Céloron de Blainville is a French family of officers and colonial administrators, who notably played a role in New France beginning in the 17th century. One member, Pierre Joseph Céloron de Blainville, is the subject of a folk song by  Robert Schmertz entitled  Celoron.

Persons
Famous Céloron de Blainville family are :
Jean-Baptiste Céloron de Blainville (born 1660 in Paris (France), still living in 1730), "seigneur" of Blainville, Quebec in New France. He married Hélène Picoté de Belestre, daughter of a military commander of Montreal.
 his son Pierre Joseph Céloron de Blainville (1693–1759), leader of the 1749 Ohio expedition.

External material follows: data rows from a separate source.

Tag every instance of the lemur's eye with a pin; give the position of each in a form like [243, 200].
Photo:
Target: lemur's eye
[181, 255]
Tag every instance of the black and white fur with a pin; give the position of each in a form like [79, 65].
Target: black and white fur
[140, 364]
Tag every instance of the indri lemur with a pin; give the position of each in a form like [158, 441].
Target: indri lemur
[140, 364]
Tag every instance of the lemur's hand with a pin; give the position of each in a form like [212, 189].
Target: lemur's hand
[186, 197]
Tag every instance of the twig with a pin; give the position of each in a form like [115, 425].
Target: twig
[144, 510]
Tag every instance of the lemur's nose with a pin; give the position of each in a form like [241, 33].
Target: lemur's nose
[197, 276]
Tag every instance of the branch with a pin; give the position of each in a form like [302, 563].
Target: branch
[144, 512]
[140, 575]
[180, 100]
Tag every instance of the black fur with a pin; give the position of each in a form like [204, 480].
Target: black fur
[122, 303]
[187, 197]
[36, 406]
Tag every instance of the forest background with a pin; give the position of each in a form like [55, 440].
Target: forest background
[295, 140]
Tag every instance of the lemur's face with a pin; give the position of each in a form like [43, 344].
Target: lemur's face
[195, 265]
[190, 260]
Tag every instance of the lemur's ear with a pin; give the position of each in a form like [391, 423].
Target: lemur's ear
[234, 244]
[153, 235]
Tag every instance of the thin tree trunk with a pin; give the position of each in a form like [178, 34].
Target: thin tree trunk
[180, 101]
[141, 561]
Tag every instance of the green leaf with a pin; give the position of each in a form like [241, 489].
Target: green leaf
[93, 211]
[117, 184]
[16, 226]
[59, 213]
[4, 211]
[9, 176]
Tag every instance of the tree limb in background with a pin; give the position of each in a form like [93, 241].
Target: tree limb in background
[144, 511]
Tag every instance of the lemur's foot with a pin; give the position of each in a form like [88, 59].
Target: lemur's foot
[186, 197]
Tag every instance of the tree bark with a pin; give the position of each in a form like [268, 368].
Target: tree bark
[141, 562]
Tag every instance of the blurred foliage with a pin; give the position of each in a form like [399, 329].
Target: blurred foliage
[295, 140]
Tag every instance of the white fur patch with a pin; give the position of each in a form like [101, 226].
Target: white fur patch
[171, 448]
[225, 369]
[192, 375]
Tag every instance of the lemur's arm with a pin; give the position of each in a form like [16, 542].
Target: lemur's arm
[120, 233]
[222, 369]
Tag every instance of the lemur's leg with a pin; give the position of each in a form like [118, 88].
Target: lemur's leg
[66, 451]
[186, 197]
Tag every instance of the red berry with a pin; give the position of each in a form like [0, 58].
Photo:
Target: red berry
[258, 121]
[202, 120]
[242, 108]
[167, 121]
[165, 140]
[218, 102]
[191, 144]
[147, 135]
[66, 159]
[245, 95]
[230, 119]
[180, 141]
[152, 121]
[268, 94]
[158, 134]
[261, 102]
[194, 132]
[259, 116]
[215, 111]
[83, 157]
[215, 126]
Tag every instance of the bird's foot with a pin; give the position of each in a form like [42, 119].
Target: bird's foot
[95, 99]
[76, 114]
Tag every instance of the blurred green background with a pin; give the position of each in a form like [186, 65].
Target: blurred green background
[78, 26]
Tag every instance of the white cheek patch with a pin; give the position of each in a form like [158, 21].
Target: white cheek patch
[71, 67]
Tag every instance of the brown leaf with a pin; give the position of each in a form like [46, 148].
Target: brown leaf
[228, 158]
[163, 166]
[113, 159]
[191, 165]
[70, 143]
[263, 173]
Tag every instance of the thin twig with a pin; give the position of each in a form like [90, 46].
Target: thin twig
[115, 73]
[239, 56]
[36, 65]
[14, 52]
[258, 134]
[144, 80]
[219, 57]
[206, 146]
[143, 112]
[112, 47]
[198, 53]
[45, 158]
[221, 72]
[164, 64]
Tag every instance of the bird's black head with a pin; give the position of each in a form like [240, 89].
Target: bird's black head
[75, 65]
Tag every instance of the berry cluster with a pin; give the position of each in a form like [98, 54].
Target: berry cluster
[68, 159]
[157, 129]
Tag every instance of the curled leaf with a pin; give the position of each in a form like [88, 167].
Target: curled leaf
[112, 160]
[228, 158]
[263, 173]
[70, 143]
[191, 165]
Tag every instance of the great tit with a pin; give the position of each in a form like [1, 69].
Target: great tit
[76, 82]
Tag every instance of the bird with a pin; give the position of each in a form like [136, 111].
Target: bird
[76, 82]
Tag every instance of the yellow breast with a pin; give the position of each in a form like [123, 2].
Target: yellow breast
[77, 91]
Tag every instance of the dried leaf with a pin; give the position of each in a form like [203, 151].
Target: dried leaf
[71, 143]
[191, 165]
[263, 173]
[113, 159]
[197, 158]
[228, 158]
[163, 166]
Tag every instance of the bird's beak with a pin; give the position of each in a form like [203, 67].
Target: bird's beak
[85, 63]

 Paul Louis Maxime Celoron de Blainville (1831–1889), gouvernor of Mayotte in 1887-1888 Son of Pierre-Louis Céloron de Blainville (1753-??) and grandson of Pierre Joseph Céloron.

Attention
The way of writing Céloron de Blainville is often wrong especially in modern documents :
 "Céloron" (or often Celoron in texts in English) is often miswritten "Celeron" ou "Céleron", because of confusion with the Intel Celeron chipset of 2002.

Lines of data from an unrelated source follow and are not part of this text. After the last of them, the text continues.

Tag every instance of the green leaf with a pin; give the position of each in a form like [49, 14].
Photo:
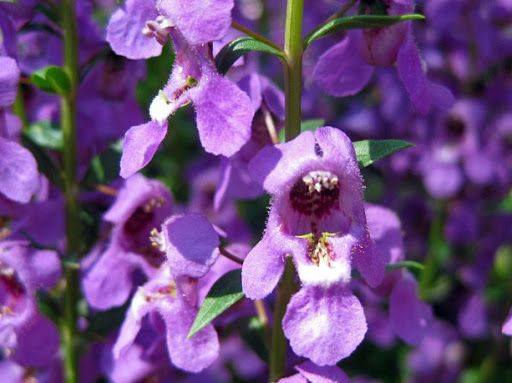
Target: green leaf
[357, 22]
[305, 126]
[369, 151]
[410, 265]
[52, 79]
[45, 135]
[223, 294]
[239, 47]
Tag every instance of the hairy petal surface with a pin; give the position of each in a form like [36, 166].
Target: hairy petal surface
[19, 178]
[200, 21]
[124, 30]
[223, 114]
[324, 325]
[342, 71]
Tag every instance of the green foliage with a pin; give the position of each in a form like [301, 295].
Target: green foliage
[357, 22]
[44, 134]
[223, 294]
[369, 151]
[52, 79]
[235, 49]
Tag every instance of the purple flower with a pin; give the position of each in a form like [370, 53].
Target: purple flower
[139, 28]
[268, 104]
[309, 372]
[19, 178]
[223, 111]
[507, 326]
[168, 298]
[346, 68]
[140, 208]
[30, 338]
[317, 217]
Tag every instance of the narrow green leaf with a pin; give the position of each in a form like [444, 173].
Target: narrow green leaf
[223, 294]
[311, 124]
[305, 126]
[410, 265]
[369, 151]
[253, 335]
[103, 168]
[52, 79]
[45, 135]
[239, 47]
[357, 22]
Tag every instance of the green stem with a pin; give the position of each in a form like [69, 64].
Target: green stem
[431, 262]
[285, 290]
[255, 35]
[293, 69]
[71, 189]
[293, 92]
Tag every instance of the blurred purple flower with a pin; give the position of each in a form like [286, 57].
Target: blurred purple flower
[140, 207]
[29, 338]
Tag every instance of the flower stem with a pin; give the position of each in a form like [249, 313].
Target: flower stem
[73, 229]
[293, 93]
[293, 67]
[255, 35]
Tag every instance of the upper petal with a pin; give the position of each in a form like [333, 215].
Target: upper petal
[200, 21]
[325, 374]
[9, 76]
[140, 145]
[124, 30]
[412, 75]
[324, 325]
[19, 178]
[262, 268]
[223, 114]
[190, 354]
[341, 70]
[191, 244]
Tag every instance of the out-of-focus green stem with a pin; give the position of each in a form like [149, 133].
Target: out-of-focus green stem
[293, 91]
[71, 189]
[293, 67]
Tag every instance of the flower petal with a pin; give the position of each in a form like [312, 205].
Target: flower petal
[326, 374]
[200, 21]
[262, 269]
[103, 289]
[342, 71]
[9, 76]
[124, 30]
[223, 114]
[38, 342]
[409, 316]
[191, 244]
[324, 325]
[412, 75]
[190, 354]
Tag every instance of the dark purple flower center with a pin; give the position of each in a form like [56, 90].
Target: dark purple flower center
[138, 231]
[315, 194]
[455, 129]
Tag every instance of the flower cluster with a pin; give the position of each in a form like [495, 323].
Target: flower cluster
[183, 199]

 "Blainville" is often miswritten "Bienville", because of confusion with the name of the New France hero Jean-Baptiste Le Moyne de Bienville.
 So the writing "Celeron de Bienville" is common on the Internet but wrong.

Places
From the family Céloron de Blainville, came :
Celoron, New York, a village in New York state, USA.
Boulevard Céloron, in Blainville, Quebec, Canada.
Blainville, Quebec, a city in Quebec.
Blainville (electoral district) in Quebec.